I have the following bs4 element tag :
<span><span>some content</span> B</span>
The len of string B is unknown (I named it B for simplification)
How can I use beautifulSoup to extract "b" ? Or I just have as solution to extract the text and then use some regexp techniques
Thanks
Edit : Complete code
def get_doc_yakarouler(license_plate,url = 'https://www.yakarouler.com/car_search/immat?immat='):
response = requests.get(url+license_plate)
content = response.content
doc = BeautifulSoup(content,'html.parser')
result = doc.span.text
if 'identifié' in result :
return doc
else :
return f"La plaque {license_plate} n'est pas recensé sur yakarouler"

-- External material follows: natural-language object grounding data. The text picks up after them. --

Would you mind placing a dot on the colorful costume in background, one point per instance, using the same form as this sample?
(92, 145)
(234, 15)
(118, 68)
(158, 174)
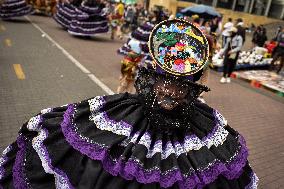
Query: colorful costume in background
(116, 21)
(66, 12)
(89, 19)
(161, 137)
(129, 67)
(141, 34)
(14, 8)
(82, 18)
(46, 7)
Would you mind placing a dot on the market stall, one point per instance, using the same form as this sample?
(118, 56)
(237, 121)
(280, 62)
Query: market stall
(257, 58)
(264, 79)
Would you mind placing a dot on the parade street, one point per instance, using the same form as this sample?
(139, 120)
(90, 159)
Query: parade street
(43, 66)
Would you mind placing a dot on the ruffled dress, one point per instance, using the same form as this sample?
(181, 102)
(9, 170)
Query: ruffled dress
(14, 8)
(141, 34)
(65, 12)
(108, 142)
(89, 20)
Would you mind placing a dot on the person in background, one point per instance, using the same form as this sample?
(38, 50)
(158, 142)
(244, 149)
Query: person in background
(278, 52)
(130, 14)
(129, 66)
(212, 43)
(116, 20)
(196, 20)
(241, 29)
(226, 31)
(262, 38)
(205, 28)
(279, 29)
(214, 25)
(256, 36)
(231, 51)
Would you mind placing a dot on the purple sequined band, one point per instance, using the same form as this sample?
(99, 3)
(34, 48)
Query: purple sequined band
(20, 181)
(131, 169)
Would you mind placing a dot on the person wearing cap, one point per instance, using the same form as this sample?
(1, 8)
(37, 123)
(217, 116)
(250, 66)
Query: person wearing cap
(226, 31)
(241, 29)
(129, 66)
(231, 53)
(160, 137)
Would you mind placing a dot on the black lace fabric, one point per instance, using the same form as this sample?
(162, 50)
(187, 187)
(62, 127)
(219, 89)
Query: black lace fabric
(169, 100)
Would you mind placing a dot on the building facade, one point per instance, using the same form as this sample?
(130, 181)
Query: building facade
(268, 8)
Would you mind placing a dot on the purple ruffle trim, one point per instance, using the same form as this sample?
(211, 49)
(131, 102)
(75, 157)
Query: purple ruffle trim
(253, 181)
(3, 161)
(133, 170)
(18, 169)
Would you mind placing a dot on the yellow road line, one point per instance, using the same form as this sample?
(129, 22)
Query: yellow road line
(2, 28)
(19, 71)
(8, 42)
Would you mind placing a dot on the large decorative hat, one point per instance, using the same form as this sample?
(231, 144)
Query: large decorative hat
(178, 47)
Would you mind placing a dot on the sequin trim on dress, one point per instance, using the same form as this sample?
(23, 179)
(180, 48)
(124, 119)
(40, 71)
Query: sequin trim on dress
(133, 169)
(19, 178)
(3, 160)
(216, 137)
(254, 182)
(61, 179)
(103, 122)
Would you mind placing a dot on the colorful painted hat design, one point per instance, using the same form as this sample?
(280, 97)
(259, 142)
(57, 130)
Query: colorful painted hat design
(178, 47)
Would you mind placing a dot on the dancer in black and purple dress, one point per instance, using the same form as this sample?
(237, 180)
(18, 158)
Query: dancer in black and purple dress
(161, 137)
(89, 19)
(65, 12)
(14, 8)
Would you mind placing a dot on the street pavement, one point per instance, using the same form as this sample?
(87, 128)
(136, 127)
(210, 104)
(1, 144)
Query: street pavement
(48, 78)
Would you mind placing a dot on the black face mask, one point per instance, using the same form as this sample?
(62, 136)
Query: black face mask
(170, 105)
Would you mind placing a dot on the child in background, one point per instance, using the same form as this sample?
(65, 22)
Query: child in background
(129, 66)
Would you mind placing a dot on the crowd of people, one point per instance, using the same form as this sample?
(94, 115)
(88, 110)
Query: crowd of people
(162, 136)
(157, 125)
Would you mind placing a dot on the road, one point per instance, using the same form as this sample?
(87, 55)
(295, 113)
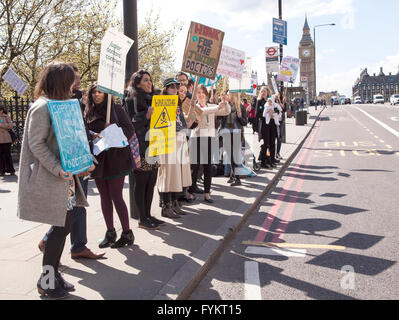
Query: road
(331, 220)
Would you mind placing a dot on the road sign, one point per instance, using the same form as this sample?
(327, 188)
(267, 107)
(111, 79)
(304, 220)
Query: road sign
(279, 31)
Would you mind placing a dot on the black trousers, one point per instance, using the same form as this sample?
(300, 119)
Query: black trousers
(207, 166)
(55, 243)
(269, 136)
(144, 186)
(6, 165)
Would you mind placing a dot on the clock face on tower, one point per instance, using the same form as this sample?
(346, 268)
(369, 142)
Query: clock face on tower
(306, 53)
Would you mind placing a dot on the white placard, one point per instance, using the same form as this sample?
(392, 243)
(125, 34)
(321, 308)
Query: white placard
(111, 71)
(231, 63)
(15, 82)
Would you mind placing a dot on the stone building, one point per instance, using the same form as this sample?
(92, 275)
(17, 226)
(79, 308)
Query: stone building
(367, 86)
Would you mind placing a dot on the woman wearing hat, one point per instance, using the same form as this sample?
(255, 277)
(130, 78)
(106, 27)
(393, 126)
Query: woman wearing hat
(174, 173)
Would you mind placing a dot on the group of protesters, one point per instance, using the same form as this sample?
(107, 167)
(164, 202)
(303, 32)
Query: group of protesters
(49, 195)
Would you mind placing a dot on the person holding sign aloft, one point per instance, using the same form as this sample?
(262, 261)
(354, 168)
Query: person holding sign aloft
(113, 166)
(140, 92)
(48, 194)
(174, 173)
(204, 145)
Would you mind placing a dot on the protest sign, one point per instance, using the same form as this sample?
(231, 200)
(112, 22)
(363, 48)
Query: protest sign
(15, 82)
(231, 63)
(111, 71)
(272, 63)
(111, 137)
(202, 51)
(245, 84)
(71, 135)
(275, 88)
(289, 69)
(163, 125)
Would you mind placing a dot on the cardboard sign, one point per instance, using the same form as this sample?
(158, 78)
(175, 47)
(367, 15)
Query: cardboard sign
(15, 82)
(289, 69)
(163, 125)
(231, 63)
(202, 52)
(70, 133)
(111, 71)
(272, 64)
(245, 84)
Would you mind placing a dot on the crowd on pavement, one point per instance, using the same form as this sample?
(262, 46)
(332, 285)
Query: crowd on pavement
(208, 124)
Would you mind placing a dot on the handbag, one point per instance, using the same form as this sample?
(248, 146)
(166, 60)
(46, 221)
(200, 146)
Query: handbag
(133, 145)
(13, 135)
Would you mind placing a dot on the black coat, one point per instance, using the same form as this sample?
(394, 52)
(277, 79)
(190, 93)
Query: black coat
(138, 110)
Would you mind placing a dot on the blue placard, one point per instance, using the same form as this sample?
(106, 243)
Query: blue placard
(71, 135)
(280, 31)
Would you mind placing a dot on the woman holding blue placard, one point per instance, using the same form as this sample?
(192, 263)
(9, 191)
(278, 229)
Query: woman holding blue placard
(47, 194)
(113, 166)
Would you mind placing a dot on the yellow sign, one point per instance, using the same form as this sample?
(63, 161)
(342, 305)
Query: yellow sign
(163, 125)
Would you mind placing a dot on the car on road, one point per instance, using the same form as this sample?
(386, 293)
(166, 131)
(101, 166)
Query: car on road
(394, 99)
(357, 100)
(378, 98)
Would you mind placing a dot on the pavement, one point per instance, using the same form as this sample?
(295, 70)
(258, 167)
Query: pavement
(165, 264)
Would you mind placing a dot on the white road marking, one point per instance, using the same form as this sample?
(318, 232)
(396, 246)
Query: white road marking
(382, 124)
(252, 281)
(298, 253)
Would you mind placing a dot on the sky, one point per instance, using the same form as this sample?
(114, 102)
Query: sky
(365, 35)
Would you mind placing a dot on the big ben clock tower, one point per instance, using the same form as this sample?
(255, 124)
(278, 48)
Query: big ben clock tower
(306, 54)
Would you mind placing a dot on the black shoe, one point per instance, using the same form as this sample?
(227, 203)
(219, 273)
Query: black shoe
(64, 284)
(109, 239)
(126, 239)
(57, 293)
(197, 190)
(157, 221)
(148, 225)
(168, 212)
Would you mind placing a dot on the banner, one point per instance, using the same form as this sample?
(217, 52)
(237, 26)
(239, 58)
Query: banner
(111, 71)
(289, 69)
(163, 125)
(231, 63)
(272, 64)
(71, 135)
(15, 82)
(202, 52)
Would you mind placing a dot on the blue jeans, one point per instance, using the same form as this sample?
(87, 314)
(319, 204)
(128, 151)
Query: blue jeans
(78, 232)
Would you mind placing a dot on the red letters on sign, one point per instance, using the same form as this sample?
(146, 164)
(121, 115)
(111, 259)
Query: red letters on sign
(207, 32)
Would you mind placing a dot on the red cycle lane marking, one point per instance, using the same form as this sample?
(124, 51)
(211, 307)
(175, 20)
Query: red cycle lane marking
(260, 237)
(280, 231)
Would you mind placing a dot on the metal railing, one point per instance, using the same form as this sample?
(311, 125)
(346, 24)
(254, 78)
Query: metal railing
(17, 108)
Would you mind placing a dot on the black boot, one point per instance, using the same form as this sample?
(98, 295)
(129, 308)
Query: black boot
(127, 238)
(57, 292)
(109, 239)
(177, 209)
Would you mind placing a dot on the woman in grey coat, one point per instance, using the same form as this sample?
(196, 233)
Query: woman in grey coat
(46, 193)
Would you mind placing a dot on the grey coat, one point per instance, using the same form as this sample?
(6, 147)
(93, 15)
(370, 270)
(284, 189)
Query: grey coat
(43, 194)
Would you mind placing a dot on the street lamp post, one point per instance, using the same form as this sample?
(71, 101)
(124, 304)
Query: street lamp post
(315, 61)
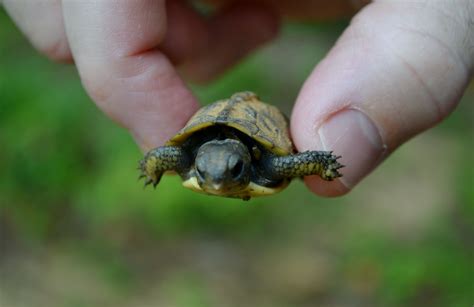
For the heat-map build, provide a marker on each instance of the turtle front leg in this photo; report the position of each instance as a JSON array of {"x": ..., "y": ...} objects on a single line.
[
  {"x": 322, "y": 163},
  {"x": 162, "y": 159}
]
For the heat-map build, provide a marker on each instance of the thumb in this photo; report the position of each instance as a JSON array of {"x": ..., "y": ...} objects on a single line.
[{"x": 400, "y": 68}]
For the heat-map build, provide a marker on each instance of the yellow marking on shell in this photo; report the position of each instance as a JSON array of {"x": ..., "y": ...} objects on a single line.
[{"x": 252, "y": 190}]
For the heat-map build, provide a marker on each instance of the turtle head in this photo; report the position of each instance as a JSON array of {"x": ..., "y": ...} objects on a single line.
[{"x": 222, "y": 167}]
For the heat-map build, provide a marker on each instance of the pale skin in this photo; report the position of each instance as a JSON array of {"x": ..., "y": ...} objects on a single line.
[{"x": 397, "y": 70}]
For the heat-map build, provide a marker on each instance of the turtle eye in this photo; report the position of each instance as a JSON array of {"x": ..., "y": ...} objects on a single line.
[
  {"x": 237, "y": 169},
  {"x": 200, "y": 172}
]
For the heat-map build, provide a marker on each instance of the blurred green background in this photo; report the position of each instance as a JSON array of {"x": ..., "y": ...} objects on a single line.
[{"x": 77, "y": 229}]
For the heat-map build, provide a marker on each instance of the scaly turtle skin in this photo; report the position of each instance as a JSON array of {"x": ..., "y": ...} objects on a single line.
[{"x": 238, "y": 147}]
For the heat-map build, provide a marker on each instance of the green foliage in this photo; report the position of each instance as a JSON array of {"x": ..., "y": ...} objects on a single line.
[{"x": 68, "y": 179}]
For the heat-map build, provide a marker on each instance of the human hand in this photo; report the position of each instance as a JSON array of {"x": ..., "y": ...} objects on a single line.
[
  {"x": 399, "y": 68},
  {"x": 128, "y": 52}
]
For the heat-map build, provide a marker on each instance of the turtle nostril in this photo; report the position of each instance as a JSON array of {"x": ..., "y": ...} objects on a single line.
[{"x": 237, "y": 170}]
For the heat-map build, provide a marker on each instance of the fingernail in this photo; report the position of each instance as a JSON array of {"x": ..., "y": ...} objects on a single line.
[{"x": 352, "y": 135}]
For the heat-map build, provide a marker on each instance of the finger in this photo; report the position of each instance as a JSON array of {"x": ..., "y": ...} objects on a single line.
[
  {"x": 204, "y": 48},
  {"x": 400, "y": 68},
  {"x": 114, "y": 46},
  {"x": 42, "y": 23}
]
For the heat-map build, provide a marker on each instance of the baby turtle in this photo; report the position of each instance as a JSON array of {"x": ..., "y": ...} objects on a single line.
[{"x": 238, "y": 147}]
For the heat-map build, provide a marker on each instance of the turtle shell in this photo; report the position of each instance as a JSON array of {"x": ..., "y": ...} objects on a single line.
[{"x": 245, "y": 112}]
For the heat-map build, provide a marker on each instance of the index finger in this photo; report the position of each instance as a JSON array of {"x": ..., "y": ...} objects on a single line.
[{"x": 113, "y": 43}]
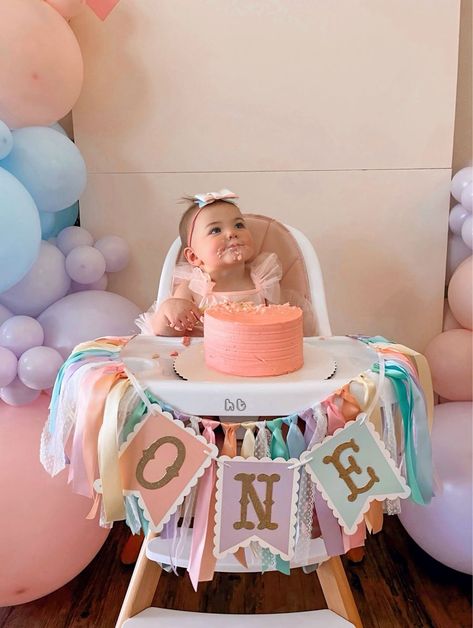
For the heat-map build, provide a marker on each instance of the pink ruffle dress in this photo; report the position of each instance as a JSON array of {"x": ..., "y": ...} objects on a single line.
[{"x": 265, "y": 272}]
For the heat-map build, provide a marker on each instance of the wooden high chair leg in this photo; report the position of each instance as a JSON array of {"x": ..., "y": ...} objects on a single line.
[
  {"x": 336, "y": 590},
  {"x": 143, "y": 584}
]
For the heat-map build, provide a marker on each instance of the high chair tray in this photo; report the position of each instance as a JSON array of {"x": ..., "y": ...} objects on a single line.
[{"x": 151, "y": 359}]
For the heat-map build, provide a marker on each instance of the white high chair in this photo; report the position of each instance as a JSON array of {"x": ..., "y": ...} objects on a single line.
[{"x": 301, "y": 272}]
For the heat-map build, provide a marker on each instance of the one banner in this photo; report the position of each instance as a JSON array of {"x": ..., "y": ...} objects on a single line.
[
  {"x": 160, "y": 462},
  {"x": 351, "y": 469},
  {"x": 256, "y": 501}
]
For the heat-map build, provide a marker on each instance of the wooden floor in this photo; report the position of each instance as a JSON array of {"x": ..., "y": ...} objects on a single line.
[{"x": 397, "y": 585}]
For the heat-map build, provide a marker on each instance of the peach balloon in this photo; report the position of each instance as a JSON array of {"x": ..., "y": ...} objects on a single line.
[
  {"x": 41, "y": 68},
  {"x": 449, "y": 321},
  {"x": 67, "y": 8},
  {"x": 45, "y": 539},
  {"x": 460, "y": 293},
  {"x": 449, "y": 355}
]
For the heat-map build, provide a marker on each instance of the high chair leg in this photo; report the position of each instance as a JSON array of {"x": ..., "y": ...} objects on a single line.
[
  {"x": 143, "y": 584},
  {"x": 336, "y": 590}
]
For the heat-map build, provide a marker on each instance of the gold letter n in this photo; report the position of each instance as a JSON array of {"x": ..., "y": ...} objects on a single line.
[{"x": 248, "y": 493}]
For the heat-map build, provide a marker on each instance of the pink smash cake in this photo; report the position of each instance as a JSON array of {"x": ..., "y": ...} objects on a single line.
[{"x": 253, "y": 340}]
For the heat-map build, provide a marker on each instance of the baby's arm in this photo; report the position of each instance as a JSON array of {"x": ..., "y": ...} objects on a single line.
[{"x": 178, "y": 315}]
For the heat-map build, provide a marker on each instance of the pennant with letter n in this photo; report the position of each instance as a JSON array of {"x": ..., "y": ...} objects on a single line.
[
  {"x": 351, "y": 469},
  {"x": 256, "y": 501}
]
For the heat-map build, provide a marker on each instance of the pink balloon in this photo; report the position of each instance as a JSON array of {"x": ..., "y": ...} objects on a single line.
[
  {"x": 457, "y": 251},
  {"x": 41, "y": 70},
  {"x": 70, "y": 237},
  {"x": 450, "y": 355},
  {"x": 87, "y": 315},
  {"x": 4, "y": 314},
  {"x": 467, "y": 231},
  {"x": 100, "y": 284},
  {"x": 20, "y": 333},
  {"x": 17, "y": 394},
  {"x": 46, "y": 540},
  {"x": 467, "y": 197},
  {"x": 115, "y": 251},
  {"x": 443, "y": 529},
  {"x": 38, "y": 367},
  {"x": 459, "y": 182},
  {"x": 449, "y": 321},
  {"x": 460, "y": 294},
  {"x": 456, "y": 218},
  {"x": 67, "y": 8},
  {"x": 85, "y": 264},
  {"x": 8, "y": 366}
]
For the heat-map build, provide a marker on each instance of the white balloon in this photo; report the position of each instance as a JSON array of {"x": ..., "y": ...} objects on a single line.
[
  {"x": 467, "y": 197},
  {"x": 456, "y": 218},
  {"x": 70, "y": 237},
  {"x": 461, "y": 179},
  {"x": 457, "y": 251},
  {"x": 467, "y": 232}
]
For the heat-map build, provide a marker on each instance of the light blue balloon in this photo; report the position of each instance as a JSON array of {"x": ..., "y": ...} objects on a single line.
[
  {"x": 20, "y": 231},
  {"x": 54, "y": 222},
  {"x": 49, "y": 165}
]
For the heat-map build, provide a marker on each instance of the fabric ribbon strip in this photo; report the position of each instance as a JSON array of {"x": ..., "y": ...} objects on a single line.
[
  {"x": 417, "y": 445},
  {"x": 203, "y": 519}
]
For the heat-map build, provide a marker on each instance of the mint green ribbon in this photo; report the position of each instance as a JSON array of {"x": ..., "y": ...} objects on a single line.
[
  {"x": 279, "y": 449},
  {"x": 417, "y": 444}
]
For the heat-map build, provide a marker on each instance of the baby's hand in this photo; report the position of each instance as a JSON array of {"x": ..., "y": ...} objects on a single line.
[{"x": 181, "y": 314}]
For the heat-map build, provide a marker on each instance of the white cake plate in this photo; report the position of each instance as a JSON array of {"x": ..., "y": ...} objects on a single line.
[
  {"x": 191, "y": 366},
  {"x": 151, "y": 360}
]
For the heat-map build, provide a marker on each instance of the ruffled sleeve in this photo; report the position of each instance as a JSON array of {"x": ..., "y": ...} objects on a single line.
[{"x": 266, "y": 272}]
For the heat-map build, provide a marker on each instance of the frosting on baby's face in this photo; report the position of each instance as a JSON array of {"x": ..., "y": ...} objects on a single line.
[{"x": 220, "y": 238}]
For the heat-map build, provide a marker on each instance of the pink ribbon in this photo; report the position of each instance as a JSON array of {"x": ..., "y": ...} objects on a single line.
[{"x": 201, "y": 561}]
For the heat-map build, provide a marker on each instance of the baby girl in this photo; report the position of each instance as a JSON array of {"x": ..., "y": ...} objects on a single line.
[{"x": 219, "y": 250}]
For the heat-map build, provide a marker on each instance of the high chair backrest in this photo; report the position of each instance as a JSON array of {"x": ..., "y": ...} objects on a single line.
[{"x": 302, "y": 277}]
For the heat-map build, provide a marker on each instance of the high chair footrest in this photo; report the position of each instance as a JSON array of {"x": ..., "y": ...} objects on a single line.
[
  {"x": 165, "y": 618},
  {"x": 158, "y": 550}
]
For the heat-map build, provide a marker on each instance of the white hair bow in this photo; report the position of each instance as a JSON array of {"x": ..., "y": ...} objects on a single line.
[{"x": 210, "y": 197}]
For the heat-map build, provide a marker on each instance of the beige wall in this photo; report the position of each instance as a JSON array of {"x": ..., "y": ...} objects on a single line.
[{"x": 337, "y": 118}]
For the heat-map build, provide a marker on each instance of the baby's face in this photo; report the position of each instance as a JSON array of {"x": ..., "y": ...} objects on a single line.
[{"x": 220, "y": 237}]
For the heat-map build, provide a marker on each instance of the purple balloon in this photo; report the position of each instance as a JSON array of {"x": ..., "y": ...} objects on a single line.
[
  {"x": 20, "y": 333},
  {"x": 70, "y": 237},
  {"x": 100, "y": 284},
  {"x": 4, "y": 314},
  {"x": 115, "y": 251},
  {"x": 38, "y": 367},
  {"x": 87, "y": 315},
  {"x": 456, "y": 218},
  {"x": 444, "y": 528},
  {"x": 85, "y": 264},
  {"x": 45, "y": 283},
  {"x": 17, "y": 394},
  {"x": 8, "y": 366}
]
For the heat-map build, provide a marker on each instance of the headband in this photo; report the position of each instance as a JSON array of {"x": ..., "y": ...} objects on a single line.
[{"x": 202, "y": 200}]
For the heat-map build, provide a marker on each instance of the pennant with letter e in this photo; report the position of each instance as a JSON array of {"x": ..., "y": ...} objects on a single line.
[
  {"x": 351, "y": 469},
  {"x": 256, "y": 501}
]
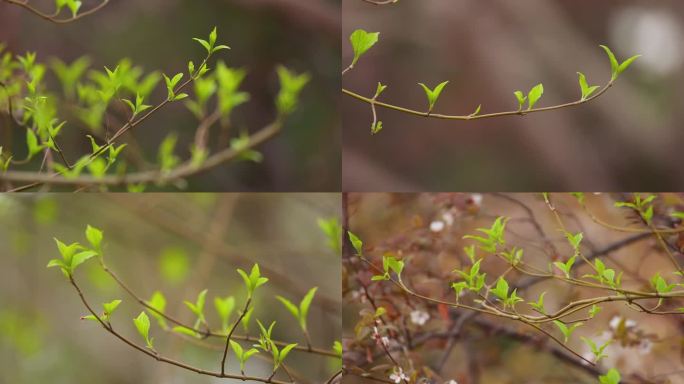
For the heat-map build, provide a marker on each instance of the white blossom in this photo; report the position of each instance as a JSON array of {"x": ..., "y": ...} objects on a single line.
[
  {"x": 437, "y": 226},
  {"x": 419, "y": 317},
  {"x": 398, "y": 375}
]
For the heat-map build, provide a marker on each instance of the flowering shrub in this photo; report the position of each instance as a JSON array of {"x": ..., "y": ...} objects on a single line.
[{"x": 444, "y": 288}]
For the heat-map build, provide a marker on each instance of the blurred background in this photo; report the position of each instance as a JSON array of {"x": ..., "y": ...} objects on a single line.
[
  {"x": 176, "y": 243},
  {"x": 629, "y": 138},
  {"x": 426, "y": 231},
  {"x": 157, "y": 35}
]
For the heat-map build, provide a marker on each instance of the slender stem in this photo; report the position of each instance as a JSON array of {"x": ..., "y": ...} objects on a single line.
[{"x": 230, "y": 333}]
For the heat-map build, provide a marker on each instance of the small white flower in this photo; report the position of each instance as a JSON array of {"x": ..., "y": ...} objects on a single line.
[
  {"x": 419, "y": 317},
  {"x": 448, "y": 218},
  {"x": 437, "y": 226},
  {"x": 398, "y": 375}
]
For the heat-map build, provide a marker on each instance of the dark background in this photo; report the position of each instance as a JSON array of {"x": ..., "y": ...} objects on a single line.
[
  {"x": 157, "y": 35},
  {"x": 629, "y": 138}
]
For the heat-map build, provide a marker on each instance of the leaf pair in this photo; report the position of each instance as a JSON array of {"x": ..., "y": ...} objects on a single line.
[
  {"x": 532, "y": 97},
  {"x": 210, "y": 45},
  {"x": 252, "y": 281},
  {"x": 433, "y": 94},
  {"x": 300, "y": 312},
  {"x": 108, "y": 309}
]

doc = get_doc_yakarouler('AA300AA')
span = doc.find_all('span')
motorisation_tag = span[1]
I want to extract "1.6 TDI"
I found solution using : motorisation_tag.text.replace(u'\xa0', ' ').split(' ')[1] but I would like if it is directly possible using bs4
Assuming you have a variable span which represents the outer <span> tag, you can do the following to extract 'B': span.contents[1]. This works because .contents will return a list of the tag's contents, in this case [<span>some content</span>, ' B']. And then you can access the 'B' text as the second element of the array. Be aware that if there is a space before B, like you showed in your HTML sample, the space will be included in the string
from bs4 import BeautifulSoup as bs , NavigableString
html = '<span><span>some content</span> B</span>'
soup = bs(html, 'html.parser')
span = soup.find("span")
# First approach Using Regular Expressions
outer_text_1 = span.find(text=True, recursive=False)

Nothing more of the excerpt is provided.